Playing With Fire Review

It’s difficult to observe the career of John Cena without comparing it to Dwayne Johnson’s. In many ways, Johnson forged the path for Cena to follow, out of the world of wrestling and into the world of Hollywood.

Strange then, that this film’s premise should remind me to much of a past film that starred the man once known as The Rock. Yes, many observers will note the resemblance of this film to The Game Plan (those who can remember this film anyway) a 2007 Dwayne Johnson vehicle about a man who knows nothing about children, tasked with suddenly looking after some. There’s even a dog that the children makeover, it’s uncanny.

But for all it may seem similar on the surface, there’s more than a few differences to talk about too, so let’s get to it.
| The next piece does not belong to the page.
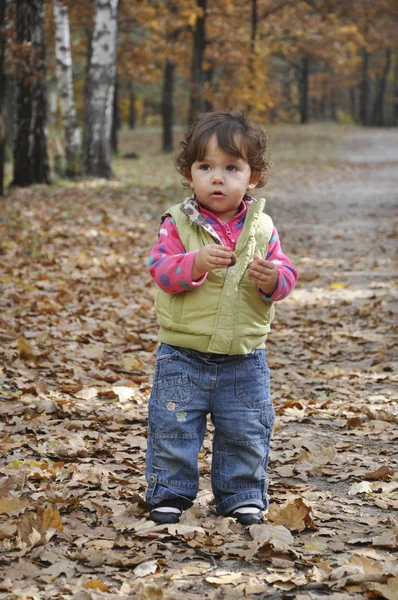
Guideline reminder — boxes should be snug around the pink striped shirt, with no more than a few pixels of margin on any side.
[148,201,298,302]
Superintendent Jake Carson (Cena) is a by-the-book leader of his squadron of firefighters in California. During one rescue they recover three children separated from their parents, and with a storm rolling in, they found themselves stick with them.


About 20 minutes into the film, I thought it might have been one of the worst I’d seen all year.
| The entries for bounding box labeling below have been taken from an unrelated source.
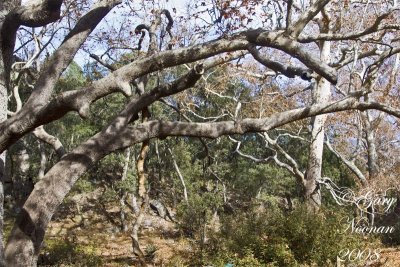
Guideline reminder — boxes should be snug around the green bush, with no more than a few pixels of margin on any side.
[207,206,365,267]
[38,240,103,267]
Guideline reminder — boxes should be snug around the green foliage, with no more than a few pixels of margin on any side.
[38,240,103,267]
[208,206,370,267]
[176,192,222,239]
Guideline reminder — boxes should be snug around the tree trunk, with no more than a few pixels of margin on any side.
[0,0,21,267]
[304,15,331,212]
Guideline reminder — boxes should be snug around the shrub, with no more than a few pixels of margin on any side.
[38,240,103,267]
[207,206,370,267]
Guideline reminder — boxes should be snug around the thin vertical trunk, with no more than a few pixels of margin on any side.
[38,142,47,180]
[119,148,131,232]
[0,1,20,267]
[363,111,379,181]
[168,148,189,203]
[12,141,32,209]
[305,14,331,212]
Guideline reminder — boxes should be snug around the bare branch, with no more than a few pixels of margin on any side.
[286,0,330,38]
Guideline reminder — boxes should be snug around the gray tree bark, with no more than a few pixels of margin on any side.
[304,11,331,212]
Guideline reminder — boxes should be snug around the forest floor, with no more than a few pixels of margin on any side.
[44,204,192,267]
[3,201,400,267]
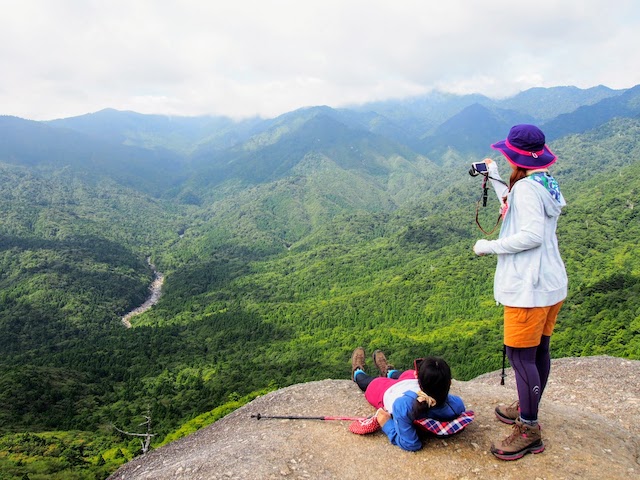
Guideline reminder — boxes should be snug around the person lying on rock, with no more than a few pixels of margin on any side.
[351,347,465,452]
The editing was so choppy you couldn’t tell what was going on, the dialogue was embarrassing and there were these strange, unnecessary sound effects added when characters came into frame that grated on my nerves more and more with each passing scene.

By the end of the 90-minute experience, I had softened somewhat, but I’m still sure that it’s one of the most poorly-written and stupid films I’ve seen all year, and I’ve seen Good Boys.
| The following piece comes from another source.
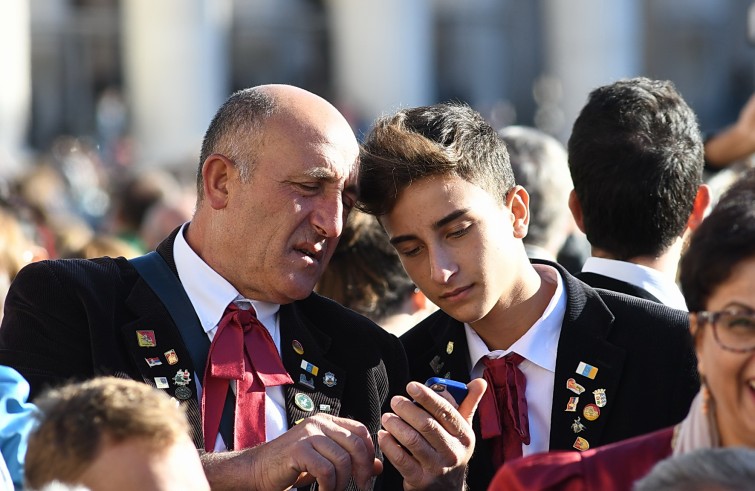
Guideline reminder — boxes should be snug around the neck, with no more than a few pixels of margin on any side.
[471,263,558,351]
[591,237,684,280]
Let’s start with the script; now, I know this is a film predominantly aimed at kids, but that’s not really an excuse for a script that is so obnoxious at times. Granted there are a few moments that forced a brief chuckle, but the bulk of it is slapstick and toilet humour, that lands about as well as a custard pie to the face.

The characters are also not great, we’ve seen a character like Jake Carson what feels like a million times, including in The Game Plan, which makes me feel like I’m onto something. He’s the kind of archetypal male character who’s only about his work, and never shows any emotion, and honestly, I feel so bored of these characters, it’s just reflects poorly on writers who really seem like they didn’t care.

Nobody really gets an easy time of it here. John Leguizamo and Keegan-Michael Key both play loudmouth stereotypes, and we know for a fact that they’re better than that, and what’s worse is that they all look like they’re trying really hard to make their characters work, but there’s only so much you can do.

I know I should expect much from a Nickelodeon film, but it feels like it should be on Nick, like a failed sitcom that they stitched together and threw on the big screen, with its cartoonish reality, populated with characters springing up from nowhere with their own sound effects, and the most slapdash, zero effort love side plot. It all just reeks of hacks with no energy or creativity.

In the end, I felt sorry for the actors involved here. Maybe they had fun making this, but they must have known that it would end up being a mess when they first read the script. It’s a comedy with minimal laughs, or much of anything that anyone about five would find amusing.

In conclusion, a moronic script, and an overall uninspired direction, drags down this film, that so many people seem to be trying so hard to make work. As manufactured as Disney’s films seem, they at least manufacture some emotion, the only emotion I feel towards this is apathy.

*Post-script: I discovered why this film and The Game Plan are so similar; they have the same director. Unbelievable.